In the view of Vintage, which has $3 billion under management, the investment surge has been comparable to other hot tech markets. “A lot” of startups are being funded at valuations “fifty, one hundred, even two hundred times annual recurring revenue -- something very few companies get in public markets,” said Horesh.

And it’s those out-sized checks that could crush competition from scrappier companies and entrepreneurs, posing a risk to Israel’s ability to keep churning out hundreds of new tech firms every year, according to Shmuel Chafets, founder and chairman of Target Global, which oversees 3 billion euros ($3.4 billion) in assets.

“Before, everyone was investing about the same,” he said. “As these big platforms move down the investment chain, there’s a real concern that the very professional, very competitive VC industry that’s been created here will shrink because its harder to compete with the global giants.”

Better opportunities in public markets

“And when returns start to dwindle or if there are better opportunities in public markets, then the industry will suffer dramatically,” Chafets said.

Other investors worry that entrepreneurs will go for the frothier checks at the expense of the more hands-on approach of Israeli early-stage investors, who have a deeper local network and more experience with the challenges facing startups.

Global investors are meanwhile putting down deeper roots in Israel.

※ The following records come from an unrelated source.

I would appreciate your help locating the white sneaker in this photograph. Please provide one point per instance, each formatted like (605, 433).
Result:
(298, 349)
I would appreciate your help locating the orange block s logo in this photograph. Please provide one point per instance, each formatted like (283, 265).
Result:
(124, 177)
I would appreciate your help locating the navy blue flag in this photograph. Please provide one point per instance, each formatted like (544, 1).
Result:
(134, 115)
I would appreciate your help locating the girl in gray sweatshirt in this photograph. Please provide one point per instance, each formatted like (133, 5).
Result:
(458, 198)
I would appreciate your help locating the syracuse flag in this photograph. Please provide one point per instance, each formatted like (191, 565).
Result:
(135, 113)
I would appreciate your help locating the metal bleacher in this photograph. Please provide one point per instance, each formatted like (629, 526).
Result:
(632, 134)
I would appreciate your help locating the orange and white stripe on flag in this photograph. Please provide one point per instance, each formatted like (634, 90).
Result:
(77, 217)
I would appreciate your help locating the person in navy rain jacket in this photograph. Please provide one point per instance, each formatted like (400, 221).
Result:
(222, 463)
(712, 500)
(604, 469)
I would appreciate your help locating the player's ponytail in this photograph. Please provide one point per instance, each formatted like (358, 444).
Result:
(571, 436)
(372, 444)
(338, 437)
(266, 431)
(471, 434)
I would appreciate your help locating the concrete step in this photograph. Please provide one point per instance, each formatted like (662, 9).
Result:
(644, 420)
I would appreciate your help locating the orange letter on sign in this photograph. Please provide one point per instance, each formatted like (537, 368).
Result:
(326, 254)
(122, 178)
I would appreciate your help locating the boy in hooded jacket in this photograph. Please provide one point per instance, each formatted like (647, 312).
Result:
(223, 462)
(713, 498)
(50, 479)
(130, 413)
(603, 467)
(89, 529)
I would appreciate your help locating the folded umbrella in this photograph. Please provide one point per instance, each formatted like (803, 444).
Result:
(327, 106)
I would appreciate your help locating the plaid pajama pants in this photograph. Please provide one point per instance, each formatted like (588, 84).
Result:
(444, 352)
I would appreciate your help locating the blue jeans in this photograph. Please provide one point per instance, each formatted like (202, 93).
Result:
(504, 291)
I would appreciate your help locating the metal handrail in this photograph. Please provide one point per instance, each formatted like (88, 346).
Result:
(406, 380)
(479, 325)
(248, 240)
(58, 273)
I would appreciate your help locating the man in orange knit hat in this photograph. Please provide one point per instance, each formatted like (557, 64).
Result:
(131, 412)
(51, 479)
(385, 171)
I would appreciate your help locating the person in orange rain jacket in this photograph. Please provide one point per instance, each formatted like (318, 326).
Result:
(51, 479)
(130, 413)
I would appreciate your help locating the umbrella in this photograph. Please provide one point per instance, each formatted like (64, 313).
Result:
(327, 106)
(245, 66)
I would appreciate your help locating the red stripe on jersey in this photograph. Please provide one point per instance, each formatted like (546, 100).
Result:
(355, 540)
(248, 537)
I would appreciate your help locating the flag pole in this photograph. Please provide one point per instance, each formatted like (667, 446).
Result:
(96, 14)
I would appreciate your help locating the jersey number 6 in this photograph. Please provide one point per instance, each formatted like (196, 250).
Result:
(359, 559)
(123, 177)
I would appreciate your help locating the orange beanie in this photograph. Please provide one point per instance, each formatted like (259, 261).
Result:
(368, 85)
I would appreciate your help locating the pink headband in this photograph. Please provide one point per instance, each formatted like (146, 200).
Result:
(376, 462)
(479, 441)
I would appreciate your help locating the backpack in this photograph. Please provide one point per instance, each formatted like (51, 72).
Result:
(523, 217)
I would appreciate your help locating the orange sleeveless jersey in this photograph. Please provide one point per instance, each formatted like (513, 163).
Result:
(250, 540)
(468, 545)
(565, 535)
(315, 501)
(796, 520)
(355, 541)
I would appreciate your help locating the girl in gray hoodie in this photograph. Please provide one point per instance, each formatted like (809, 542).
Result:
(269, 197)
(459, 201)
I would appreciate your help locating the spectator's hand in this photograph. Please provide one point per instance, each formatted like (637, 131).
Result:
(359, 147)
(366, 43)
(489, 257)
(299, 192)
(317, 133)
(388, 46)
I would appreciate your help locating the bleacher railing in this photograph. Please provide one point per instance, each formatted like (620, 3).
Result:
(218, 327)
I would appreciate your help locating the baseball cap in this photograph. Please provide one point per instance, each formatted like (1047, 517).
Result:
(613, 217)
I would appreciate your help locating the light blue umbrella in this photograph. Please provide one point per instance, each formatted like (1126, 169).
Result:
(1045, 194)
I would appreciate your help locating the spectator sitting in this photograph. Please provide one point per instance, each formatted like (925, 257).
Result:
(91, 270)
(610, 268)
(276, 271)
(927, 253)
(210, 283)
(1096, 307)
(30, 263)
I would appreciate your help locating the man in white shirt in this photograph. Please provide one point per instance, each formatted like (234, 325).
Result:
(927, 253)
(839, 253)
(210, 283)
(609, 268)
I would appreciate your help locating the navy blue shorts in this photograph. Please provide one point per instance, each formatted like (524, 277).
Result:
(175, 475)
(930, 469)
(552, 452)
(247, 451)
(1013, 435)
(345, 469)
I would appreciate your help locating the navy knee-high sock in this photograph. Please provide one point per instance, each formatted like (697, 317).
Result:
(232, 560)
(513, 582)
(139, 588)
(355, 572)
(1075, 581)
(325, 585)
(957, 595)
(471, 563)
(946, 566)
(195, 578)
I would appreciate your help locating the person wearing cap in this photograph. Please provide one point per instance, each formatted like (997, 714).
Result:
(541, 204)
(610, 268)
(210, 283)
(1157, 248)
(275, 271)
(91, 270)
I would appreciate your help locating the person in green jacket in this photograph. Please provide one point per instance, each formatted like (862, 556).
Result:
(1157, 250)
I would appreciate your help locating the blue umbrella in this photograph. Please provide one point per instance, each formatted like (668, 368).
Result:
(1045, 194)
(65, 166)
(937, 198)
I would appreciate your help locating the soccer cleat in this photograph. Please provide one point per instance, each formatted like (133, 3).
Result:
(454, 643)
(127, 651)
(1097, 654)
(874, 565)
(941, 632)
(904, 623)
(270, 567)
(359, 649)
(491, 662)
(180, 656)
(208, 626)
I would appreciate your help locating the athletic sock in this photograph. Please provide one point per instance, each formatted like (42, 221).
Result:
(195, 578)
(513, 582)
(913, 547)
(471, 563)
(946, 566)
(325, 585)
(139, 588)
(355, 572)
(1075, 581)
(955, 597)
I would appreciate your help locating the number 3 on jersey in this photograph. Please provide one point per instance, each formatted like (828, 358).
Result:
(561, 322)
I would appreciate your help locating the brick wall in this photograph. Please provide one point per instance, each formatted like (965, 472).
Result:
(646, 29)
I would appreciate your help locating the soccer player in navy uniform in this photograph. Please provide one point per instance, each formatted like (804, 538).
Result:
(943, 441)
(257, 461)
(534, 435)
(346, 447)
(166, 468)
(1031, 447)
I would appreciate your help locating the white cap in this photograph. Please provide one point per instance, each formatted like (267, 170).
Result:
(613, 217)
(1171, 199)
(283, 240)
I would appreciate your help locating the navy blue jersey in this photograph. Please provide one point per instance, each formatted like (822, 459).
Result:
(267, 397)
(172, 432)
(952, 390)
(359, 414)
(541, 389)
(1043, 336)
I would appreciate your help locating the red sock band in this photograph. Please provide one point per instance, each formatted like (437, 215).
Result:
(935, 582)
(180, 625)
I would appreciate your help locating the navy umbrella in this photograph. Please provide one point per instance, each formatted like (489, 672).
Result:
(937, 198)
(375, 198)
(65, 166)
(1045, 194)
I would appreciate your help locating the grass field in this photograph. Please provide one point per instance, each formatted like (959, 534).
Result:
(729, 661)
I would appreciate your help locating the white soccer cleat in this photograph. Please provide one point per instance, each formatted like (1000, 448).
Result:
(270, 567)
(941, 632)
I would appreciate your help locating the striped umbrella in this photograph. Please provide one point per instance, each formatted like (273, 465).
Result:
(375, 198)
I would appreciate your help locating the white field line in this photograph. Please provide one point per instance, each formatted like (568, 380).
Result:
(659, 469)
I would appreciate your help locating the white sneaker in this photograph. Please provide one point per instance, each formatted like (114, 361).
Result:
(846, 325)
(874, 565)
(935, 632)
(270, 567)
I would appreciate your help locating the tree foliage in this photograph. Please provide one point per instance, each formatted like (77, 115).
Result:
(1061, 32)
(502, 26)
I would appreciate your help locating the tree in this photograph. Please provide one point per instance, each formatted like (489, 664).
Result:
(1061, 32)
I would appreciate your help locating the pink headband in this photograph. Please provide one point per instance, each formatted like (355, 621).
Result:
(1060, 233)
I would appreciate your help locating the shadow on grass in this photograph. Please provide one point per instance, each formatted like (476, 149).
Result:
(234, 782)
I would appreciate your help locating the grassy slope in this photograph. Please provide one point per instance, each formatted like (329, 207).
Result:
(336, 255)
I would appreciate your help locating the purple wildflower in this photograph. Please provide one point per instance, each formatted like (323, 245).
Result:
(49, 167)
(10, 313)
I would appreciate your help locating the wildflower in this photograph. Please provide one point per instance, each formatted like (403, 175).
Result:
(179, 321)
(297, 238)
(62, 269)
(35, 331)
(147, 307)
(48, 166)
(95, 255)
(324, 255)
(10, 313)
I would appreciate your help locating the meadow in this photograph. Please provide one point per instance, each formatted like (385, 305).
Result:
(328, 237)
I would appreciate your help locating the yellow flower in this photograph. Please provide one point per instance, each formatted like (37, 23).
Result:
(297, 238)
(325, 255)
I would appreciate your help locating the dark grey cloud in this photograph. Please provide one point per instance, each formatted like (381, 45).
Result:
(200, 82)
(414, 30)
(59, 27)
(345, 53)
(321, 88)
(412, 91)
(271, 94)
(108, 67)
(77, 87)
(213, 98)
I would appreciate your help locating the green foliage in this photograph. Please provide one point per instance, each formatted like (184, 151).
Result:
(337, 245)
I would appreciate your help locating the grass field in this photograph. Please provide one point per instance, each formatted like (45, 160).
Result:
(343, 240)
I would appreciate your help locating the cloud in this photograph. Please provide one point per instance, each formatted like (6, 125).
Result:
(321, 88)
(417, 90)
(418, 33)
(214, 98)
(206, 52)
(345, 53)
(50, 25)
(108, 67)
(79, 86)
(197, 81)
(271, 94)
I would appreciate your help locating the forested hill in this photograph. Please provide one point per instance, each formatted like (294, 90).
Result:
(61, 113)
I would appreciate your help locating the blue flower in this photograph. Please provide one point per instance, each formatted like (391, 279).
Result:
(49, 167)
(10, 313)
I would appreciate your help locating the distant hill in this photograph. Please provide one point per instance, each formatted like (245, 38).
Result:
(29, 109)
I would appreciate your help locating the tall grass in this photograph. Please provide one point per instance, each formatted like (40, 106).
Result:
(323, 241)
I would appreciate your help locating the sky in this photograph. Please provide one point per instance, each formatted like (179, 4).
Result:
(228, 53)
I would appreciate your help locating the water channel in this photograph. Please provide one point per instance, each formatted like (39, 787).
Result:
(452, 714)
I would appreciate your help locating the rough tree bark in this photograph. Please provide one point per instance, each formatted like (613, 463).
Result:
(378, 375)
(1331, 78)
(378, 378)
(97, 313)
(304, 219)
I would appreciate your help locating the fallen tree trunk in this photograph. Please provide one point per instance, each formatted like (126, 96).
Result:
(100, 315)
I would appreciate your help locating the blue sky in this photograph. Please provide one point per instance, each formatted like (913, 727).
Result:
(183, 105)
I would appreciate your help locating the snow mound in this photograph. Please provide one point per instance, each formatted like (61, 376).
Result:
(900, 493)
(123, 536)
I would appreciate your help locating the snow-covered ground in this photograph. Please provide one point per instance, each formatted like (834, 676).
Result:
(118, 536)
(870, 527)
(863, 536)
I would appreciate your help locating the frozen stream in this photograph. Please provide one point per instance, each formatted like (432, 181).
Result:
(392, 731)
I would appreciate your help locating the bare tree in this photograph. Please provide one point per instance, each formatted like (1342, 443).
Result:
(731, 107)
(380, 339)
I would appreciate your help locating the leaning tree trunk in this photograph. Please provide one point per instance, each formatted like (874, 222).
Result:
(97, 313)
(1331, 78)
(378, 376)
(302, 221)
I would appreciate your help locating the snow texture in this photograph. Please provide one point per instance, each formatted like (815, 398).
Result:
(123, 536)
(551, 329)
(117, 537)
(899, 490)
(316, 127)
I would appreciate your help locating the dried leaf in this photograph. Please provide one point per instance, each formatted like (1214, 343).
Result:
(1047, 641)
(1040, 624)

Insight recently hired Liad Agmon, who sold his company Dynamic Yield for about $300 million to McDonald’s Corp. to help steer its local branch.

That serves to complement Insight’s staff of more than 100 people who’re helping its companies scale their businesses, a number likely to grow as it continues to ramp up investments, Ward said.

Michael Eisenberg, who co-founded Aleph, a Tel Aviv-based venture capital fund with $850 million under management, welcomes the challenge to prove that “money is not just money.”

It’s the more focused attention local investors give to early-stage companies, rather than the big checks from funds “deploying capital so rapidly,” that’s harder to put a price on, he said.

“If Insight loses $100 million, it doesn’t matter,” said Eisenberg of Aleph, which has backed firms like WeWork Inc. and Lemonade Inc. “If Aleph loses $10 million, it pains me personally.”